As much as £500million will be taken from around 10 million people who invest through insurance firms, according to Sir Steve Webb.
He said details buried in this week’s Budget show anyone who puts money into popular products such as an endowment or “whole of life policy” will be hit with a higher tax bill.
Previously the taxman took a slice of any annual increase in the savings pot after inflation.
But under the new plans the whole of the increase will be taxed.
Sir Steve, now director of policy at Royal London, said: “This is a tax raid on ordinary, hard-working savers.
“What sounded like a technical Budget change will take millions of pounds from people who have been faithfully saving for years.”
The move will affect customers of insurance giants such as Prudential and Aviva.
At the moment if you give an insurance company £1,000 to invest and it generates a three per cent return of £30 there would be no tax to pay because inflation is running at three per cent.
The insurance company only collects tax on any growth above inflation and hands it over to the Treasury.
But from January 2018 that three per cent will be taxed – so it’s really a tax on inflation.
Chancellor Philip Hammond presented the tax change as an alteration to Corporation Tax Indexation.
But companies are not affected because they only collect the tax for the Treasury.

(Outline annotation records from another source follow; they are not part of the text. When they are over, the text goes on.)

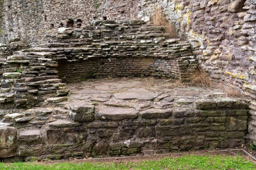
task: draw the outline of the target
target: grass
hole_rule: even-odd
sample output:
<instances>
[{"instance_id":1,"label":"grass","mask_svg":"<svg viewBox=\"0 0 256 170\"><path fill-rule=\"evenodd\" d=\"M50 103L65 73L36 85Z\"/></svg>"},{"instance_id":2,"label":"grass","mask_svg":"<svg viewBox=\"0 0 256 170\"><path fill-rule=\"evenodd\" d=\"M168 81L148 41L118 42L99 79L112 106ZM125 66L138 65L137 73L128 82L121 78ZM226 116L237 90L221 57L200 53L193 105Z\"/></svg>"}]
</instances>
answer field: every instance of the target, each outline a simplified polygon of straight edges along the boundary
<instances>
[{"instance_id":1,"label":"grass","mask_svg":"<svg viewBox=\"0 0 256 170\"><path fill-rule=\"evenodd\" d=\"M255 169L255 164L239 155L188 155L160 160L121 163L0 164L0 169Z\"/></svg>"}]
</instances>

Mr Webb added: “From January we will have to collect more tax from savers to give to the Treasury. This is not a tax on fat cats or City firms but on people who have done the right thing and made sacrifices. The Government needs to think again about this policy.”
Treasury sources claim the move brings the system into line with Capital Gains Tax, which people pay when they make a big profit on an investment.
But Mr Webb said the CGT threshold was about £11,600 – far above what most ordinary savers would make through insurance policies.
A Treasury spokesman insisted insurance companies could choose to pay the tax themselves.
He said: “The changes in this Budget correct an imbalance in the system by removing an outdated measure. Most fund managers can choose not to pass on any additional costs to their clients.”
Mr Webb said the tax was based on the increase in an individual’s savings rather than a company’s profits.
On Tuesday the Bank of England’s deputy governor Sir Jon Cunliffe urged savers to boycott banks which failed to increase interest rates after the Bank raised the base rate by 0.25 per cent.
Just one in seven savings accounts have adjusted their rates to reflect the rise, meaning savers are missing out on £4million a day.